Mais dans la débâcle de l'armée française et du dernier gouvernement de la 3e République, le Catalan ne reçoit aucune feuille de route pour rejoindre un quelconque casernement. C'est le temps ou les Français pétainistes traitent dans les rues les filles de mon grand-père de "sales petites espagnoles"
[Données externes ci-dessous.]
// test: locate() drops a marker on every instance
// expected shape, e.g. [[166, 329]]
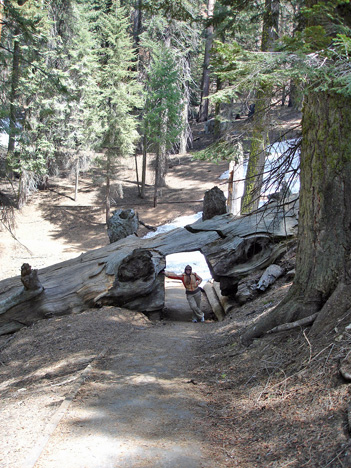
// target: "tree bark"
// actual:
[[128, 273], [323, 264], [143, 173], [1, 15], [259, 141], [13, 95], [108, 198], [76, 180]]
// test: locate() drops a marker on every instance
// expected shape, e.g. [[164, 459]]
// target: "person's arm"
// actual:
[[198, 279]]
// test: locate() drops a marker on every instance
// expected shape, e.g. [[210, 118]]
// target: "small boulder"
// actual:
[[270, 276], [215, 203], [123, 223]]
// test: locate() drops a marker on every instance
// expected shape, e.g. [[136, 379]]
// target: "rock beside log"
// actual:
[[128, 272], [123, 223], [269, 277], [214, 204]]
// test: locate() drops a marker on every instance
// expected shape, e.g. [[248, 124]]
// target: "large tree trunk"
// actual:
[[128, 273], [143, 171], [323, 265], [1, 15], [205, 85], [13, 95]]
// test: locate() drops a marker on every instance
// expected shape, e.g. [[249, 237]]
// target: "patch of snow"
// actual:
[[176, 262]]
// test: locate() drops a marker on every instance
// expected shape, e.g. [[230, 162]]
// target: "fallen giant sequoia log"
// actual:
[[128, 273]]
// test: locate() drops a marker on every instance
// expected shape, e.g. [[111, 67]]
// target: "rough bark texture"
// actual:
[[128, 272], [323, 264]]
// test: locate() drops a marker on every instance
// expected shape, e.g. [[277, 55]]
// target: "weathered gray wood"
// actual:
[[129, 272], [214, 301]]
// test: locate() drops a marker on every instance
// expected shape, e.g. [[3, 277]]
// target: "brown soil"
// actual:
[[211, 402]]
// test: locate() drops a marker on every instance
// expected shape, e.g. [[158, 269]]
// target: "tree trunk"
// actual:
[[1, 15], [128, 273], [257, 158], [13, 95], [184, 137], [323, 264], [259, 142], [108, 198], [205, 85], [76, 180]]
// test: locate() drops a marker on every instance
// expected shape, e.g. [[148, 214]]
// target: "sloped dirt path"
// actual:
[[136, 408], [106, 388]]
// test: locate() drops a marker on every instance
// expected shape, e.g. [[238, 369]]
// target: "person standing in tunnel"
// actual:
[[191, 282]]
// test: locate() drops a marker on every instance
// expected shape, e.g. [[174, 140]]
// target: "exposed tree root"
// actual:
[[297, 323]]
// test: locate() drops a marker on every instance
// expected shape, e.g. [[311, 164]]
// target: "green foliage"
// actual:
[[119, 94], [223, 150], [162, 118]]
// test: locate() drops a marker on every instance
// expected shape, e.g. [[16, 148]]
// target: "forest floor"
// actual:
[[109, 388]]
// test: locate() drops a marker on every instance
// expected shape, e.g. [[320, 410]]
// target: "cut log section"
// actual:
[[128, 273]]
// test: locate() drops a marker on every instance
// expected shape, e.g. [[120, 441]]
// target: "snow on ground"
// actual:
[[176, 262]]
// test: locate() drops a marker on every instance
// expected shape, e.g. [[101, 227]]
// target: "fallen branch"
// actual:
[[298, 323]]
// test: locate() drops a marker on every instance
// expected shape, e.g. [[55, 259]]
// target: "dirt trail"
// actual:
[[133, 405], [136, 408]]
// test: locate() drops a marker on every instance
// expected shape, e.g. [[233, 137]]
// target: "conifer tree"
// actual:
[[114, 118], [162, 119]]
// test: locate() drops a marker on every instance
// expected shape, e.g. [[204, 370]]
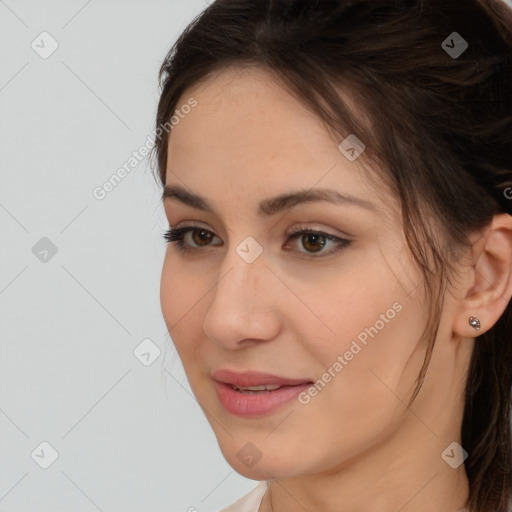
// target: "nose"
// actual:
[[244, 307]]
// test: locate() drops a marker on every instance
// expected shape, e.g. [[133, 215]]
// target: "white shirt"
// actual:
[[250, 502]]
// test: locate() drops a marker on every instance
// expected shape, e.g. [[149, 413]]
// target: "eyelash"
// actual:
[[177, 235]]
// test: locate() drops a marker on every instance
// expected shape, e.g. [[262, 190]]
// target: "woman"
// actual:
[[338, 183]]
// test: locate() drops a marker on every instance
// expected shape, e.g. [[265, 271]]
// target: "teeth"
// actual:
[[266, 387]]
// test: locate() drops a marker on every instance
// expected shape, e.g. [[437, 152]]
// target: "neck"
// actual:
[[404, 472]]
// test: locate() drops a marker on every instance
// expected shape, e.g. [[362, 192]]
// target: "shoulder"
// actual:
[[250, 502]]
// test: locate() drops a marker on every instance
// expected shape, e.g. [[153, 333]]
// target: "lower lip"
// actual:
[[246, 406]]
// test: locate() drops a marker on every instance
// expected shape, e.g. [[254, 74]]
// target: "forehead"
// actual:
[[248, 131]]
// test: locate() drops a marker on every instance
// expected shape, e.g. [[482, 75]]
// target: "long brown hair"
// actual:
[[438, 128]]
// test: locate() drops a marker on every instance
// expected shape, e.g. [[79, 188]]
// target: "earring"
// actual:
[[474, 322]]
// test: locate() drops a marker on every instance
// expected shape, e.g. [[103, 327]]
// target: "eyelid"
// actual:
[[177, 234]]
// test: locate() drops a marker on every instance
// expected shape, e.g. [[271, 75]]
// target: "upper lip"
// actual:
[[254, 378]]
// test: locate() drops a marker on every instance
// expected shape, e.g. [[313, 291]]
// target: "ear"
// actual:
[[488, 287]]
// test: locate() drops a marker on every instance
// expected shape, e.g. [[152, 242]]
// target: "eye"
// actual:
[[200, 236], [312, 240]]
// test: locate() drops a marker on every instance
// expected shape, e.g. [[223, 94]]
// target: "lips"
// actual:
[[252, 378]]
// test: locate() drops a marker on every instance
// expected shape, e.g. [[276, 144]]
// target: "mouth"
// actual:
[[250, 394]]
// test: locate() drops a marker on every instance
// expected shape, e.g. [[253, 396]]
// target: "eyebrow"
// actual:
[[273, 205]]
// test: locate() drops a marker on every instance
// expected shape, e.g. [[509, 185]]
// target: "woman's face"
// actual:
[[246, 297]]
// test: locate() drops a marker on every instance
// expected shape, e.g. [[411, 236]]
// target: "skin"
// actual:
[[355, 446]]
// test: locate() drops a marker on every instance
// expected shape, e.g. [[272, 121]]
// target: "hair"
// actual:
[[438, 131]]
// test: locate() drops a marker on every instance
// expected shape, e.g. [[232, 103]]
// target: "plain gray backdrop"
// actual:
[[129, 437], [95, 410]]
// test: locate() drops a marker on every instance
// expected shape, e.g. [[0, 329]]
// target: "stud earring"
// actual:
[[474, 322]]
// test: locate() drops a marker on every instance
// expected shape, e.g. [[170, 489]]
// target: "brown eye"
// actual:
[[201, 237], [313, 242]]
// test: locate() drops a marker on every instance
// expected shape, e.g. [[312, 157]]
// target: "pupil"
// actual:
[[203, 236], [315, 239]]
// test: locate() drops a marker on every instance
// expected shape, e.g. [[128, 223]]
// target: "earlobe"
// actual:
[[491, 276]]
Lorsque le régime de Vichy ordonne aux chasseurs de remettre à la gendarmerie armes et munitions, mon grand-père paternel, ancien combattant de la Grande guerre, obéit sans rechigner. Son voisin de palier, mon grand-père Eudaldo, enterre son fusil et ses cartouches dans de la toile huilée au fond de sa cave. Prêt à faire le coup de feu quand la libération de Narbonne viendra. Il enterre également de la propagande libertaire espagnole à la couverture rouge et noir des anarchistes
En mai 1941, Eudaldo Casas se présente devant le juge de paix de Narbonne, fort du récépissé de demande de carte d'identité française, délivré par le commissaire le 23 août 1940, et de celui de son engagement dans l'armée française délivré à la même date. Il obtient du magistrat la nationalité française pour ses quatre filles mineures.
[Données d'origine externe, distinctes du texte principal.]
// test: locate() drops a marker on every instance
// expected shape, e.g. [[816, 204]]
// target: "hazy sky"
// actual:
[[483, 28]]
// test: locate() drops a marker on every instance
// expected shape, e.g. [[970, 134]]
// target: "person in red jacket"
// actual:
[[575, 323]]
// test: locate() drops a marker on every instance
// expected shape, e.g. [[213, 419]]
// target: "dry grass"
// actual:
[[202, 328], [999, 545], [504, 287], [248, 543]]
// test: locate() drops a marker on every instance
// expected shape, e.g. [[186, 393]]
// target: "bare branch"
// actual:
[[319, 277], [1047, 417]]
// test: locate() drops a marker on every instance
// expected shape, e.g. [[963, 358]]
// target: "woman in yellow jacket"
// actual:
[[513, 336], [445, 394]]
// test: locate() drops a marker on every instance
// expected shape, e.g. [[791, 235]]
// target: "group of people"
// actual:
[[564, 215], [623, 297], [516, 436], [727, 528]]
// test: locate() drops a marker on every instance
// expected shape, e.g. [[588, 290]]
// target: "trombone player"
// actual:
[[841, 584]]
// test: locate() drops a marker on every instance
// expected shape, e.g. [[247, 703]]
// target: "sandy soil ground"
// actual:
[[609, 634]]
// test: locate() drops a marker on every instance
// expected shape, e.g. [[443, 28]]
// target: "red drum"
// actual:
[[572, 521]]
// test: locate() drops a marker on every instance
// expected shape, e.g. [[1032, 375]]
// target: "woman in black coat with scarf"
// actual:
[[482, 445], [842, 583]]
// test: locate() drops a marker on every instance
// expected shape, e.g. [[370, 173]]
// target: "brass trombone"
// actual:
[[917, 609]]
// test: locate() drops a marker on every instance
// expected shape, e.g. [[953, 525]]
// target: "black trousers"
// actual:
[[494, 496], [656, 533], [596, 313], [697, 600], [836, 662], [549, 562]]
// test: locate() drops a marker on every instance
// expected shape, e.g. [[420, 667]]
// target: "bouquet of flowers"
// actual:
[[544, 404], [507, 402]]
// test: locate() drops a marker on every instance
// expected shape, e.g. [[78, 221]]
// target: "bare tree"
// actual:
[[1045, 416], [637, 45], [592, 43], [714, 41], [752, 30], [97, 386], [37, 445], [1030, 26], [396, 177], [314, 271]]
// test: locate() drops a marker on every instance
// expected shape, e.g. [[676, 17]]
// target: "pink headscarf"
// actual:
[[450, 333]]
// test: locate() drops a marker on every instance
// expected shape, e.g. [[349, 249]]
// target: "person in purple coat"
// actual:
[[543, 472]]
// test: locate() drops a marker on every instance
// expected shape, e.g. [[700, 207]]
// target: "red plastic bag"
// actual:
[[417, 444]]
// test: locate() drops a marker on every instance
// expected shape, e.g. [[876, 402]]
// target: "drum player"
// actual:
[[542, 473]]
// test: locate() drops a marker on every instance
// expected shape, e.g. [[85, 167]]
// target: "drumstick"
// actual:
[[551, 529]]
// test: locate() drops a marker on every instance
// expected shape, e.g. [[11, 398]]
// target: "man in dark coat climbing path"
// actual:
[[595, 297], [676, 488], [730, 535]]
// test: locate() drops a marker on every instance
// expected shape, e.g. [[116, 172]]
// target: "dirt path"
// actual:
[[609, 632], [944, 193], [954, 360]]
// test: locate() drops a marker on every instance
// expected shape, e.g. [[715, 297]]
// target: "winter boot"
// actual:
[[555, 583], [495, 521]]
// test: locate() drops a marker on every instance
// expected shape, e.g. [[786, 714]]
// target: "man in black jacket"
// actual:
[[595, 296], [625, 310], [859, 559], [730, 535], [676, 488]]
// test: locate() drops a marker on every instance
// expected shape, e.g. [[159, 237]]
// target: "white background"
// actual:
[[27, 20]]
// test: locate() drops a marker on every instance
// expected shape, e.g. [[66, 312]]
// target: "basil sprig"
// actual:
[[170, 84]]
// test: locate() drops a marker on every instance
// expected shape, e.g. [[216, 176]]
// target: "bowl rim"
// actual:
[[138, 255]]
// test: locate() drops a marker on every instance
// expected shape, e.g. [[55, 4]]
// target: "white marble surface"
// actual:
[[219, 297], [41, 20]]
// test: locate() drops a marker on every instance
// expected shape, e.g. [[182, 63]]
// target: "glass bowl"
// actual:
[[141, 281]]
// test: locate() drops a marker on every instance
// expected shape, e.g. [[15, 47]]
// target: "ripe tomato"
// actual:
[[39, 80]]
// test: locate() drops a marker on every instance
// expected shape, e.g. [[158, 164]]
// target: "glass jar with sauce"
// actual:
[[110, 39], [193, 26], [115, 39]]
A la libération de Narbonne, il souhaite obtenir à nouveau la nationalité française. Mais l'administration, anciennement pétainiste, a semble-t-il égaré tous les documents. Et l'intervention de ma mère auprès d'un résistant communiste revenu de déportation est sans résultat. Espagnol en règle, il aurait les mêmes droits qu'un Français.
Eudaldo Casas est enterré dans le cimetière de Narbonne en 1976.
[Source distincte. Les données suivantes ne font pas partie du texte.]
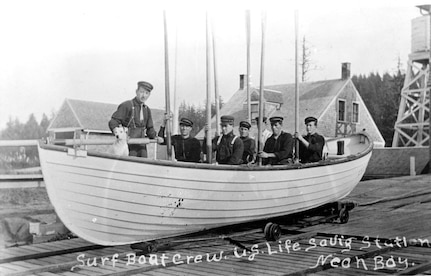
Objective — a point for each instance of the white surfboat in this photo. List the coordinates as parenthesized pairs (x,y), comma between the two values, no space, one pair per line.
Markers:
(112,200)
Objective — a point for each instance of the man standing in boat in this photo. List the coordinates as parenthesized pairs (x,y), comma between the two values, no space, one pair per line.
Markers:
(311,145)
(136,116)
(278,149)
(228,147)
(186,147)
(249,144)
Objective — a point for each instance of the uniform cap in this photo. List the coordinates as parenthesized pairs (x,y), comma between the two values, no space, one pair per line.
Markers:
(276,119)
(310,119)
(186,122)
(146,85)
(264,119)
(227,119)
(245,124)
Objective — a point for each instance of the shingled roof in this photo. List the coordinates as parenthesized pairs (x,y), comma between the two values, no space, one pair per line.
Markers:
(93,116)
(314,97)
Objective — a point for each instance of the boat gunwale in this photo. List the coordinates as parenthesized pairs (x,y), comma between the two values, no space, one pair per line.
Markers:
(42,144)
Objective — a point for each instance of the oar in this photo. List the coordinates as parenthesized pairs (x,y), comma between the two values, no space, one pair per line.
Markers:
(167,95)
(261,99)
(296,89)
(208,99)
(217,104)
(248,66)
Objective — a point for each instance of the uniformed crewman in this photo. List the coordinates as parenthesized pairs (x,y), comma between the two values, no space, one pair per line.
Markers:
(228,146)
(278,149)
(186,147)
(249,143)
(311,145)
(136,116)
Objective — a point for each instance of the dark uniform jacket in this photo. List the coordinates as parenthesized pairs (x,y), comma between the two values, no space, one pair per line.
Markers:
(249,149)
(282,147)
(314,151)
(229,149)
(186,150)
(128,114)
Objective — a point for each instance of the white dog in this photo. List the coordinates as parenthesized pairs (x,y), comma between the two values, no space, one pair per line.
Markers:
(120,146)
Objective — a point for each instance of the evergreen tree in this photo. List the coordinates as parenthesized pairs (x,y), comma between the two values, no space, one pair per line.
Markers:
(381,95)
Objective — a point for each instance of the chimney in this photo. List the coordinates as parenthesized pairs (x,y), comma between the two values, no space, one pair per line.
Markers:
(345,70)
(242,81)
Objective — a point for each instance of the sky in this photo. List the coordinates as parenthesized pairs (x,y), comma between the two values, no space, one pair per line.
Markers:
(99,50)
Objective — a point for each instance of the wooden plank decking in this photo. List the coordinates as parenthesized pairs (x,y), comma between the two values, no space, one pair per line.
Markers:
(382,237)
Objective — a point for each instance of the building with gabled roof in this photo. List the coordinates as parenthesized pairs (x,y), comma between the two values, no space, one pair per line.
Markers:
(336,104)
(89,119)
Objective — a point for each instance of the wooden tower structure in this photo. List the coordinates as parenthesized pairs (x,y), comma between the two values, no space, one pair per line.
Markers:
(413,121)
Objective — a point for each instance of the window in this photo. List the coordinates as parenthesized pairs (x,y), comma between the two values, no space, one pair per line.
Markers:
(355,112)
(254,110)
(341,110)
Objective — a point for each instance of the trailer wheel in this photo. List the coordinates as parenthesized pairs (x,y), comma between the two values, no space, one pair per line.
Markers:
(272,231)
(344,215)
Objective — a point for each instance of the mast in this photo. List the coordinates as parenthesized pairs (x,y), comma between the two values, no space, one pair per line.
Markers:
(167,95)
(261,99)
(248,66)
(176,115)
(296,88)
(208,99)
(217,104)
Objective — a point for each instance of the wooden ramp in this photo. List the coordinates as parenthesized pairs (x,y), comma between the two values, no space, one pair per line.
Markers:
(387,234)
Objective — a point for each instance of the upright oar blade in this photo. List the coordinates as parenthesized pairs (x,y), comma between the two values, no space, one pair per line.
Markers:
(167,95)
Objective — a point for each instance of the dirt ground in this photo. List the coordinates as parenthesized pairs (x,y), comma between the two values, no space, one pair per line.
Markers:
(18,207)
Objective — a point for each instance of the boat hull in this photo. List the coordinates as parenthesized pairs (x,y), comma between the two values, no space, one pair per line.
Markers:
(124,200)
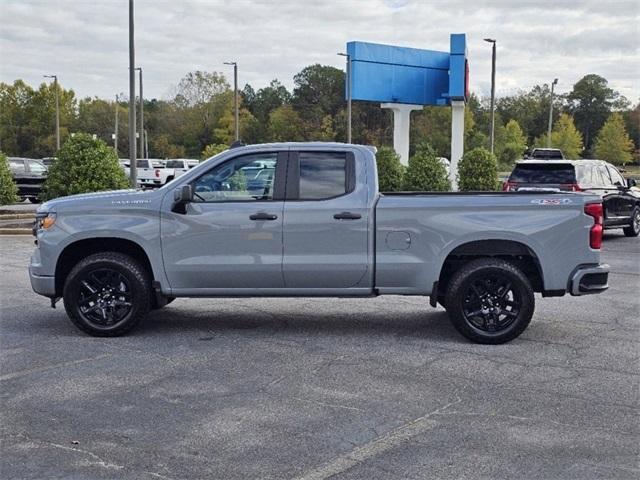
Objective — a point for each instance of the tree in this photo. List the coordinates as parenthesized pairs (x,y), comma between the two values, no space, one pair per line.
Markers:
(27,118)
(529,108)
(285,125)
(8,188)
(478,171)
(564,136)
(84,165)
(225,130)
(162,147)
(212,150)
(513,144)
(426,172)
(318,92)
(201,100)
(590,102)
(613,143)
(390,170)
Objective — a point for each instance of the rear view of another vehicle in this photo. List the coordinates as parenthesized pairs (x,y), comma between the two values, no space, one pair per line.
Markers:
(29,176)
(621,203)
(550,175)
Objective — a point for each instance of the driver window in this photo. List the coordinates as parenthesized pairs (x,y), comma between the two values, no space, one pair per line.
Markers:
(243,179)
(616,177)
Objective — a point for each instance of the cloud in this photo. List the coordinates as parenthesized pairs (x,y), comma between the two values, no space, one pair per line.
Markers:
(86,42)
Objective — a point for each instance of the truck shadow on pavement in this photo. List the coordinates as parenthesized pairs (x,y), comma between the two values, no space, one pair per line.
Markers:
(433,325)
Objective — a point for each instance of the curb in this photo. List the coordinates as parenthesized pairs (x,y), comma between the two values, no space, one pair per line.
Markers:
(15,231)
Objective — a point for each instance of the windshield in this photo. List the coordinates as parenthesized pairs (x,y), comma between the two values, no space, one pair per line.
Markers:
(175,164)
(557,173)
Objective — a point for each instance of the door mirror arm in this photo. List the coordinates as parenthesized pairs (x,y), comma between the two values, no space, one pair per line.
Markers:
(182,196)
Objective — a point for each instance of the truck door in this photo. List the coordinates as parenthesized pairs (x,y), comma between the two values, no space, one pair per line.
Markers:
(624,202)
(229,237)
(326,218)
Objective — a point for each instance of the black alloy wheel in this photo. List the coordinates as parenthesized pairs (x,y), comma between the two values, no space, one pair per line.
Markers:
(107,294)
(489,300)
(104,298)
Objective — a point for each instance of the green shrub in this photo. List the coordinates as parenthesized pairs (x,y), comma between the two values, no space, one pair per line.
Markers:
(8,188)
(84,165)
(390,170)
(213,149)
(426,172)
(478,171)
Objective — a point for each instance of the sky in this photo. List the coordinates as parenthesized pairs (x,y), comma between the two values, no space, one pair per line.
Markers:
(86,44)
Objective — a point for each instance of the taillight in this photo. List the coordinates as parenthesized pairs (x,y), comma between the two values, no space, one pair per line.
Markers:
(595,233)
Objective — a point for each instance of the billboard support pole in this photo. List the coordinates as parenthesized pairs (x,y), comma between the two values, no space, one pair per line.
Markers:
(401,128)
(457,140)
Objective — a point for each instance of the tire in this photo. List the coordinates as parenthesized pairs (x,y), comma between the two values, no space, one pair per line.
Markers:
(107,294)
(490,301)
(633,230)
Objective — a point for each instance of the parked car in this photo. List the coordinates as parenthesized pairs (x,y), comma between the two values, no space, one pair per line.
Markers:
(546,154)
(323,230)
(29,175)
(620,200)
(152,173)
(180,166)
Auparavant, il détestera les graves dissensions apparues au congrès de la CNT à Paris entre le 1er mai et le 13 mai 1945 et les scissions qui interviendront inéluctablement. Et durant la guerre froide, police française et espagnole collaborent dès 1950. Le ministère français de l'Intérieur diligente une enquête policière contre les Espagnols "abusant de notre hospitalité".
Les morts ne parlent pas. Mais mon grand-père aurait-il apprécié l'après-franquisme et la compromission du drapeau monarchiste sur l'Espagne, avec pour chef de l'Etat le dauphin Juan-Carlos désigné par Franco? Comme pour effacer l'honneur et la vaillance de l'Espagne républicaine et de ses défenseurs luttant contre le fascisme international?
Conservant son identité libertaire, Eudaldo Casas adhéra à la CGT de l'agriculture comme ouvrier viticole.
"Communiste libertaire", comme il se disait. C'est ma foi un joli nom.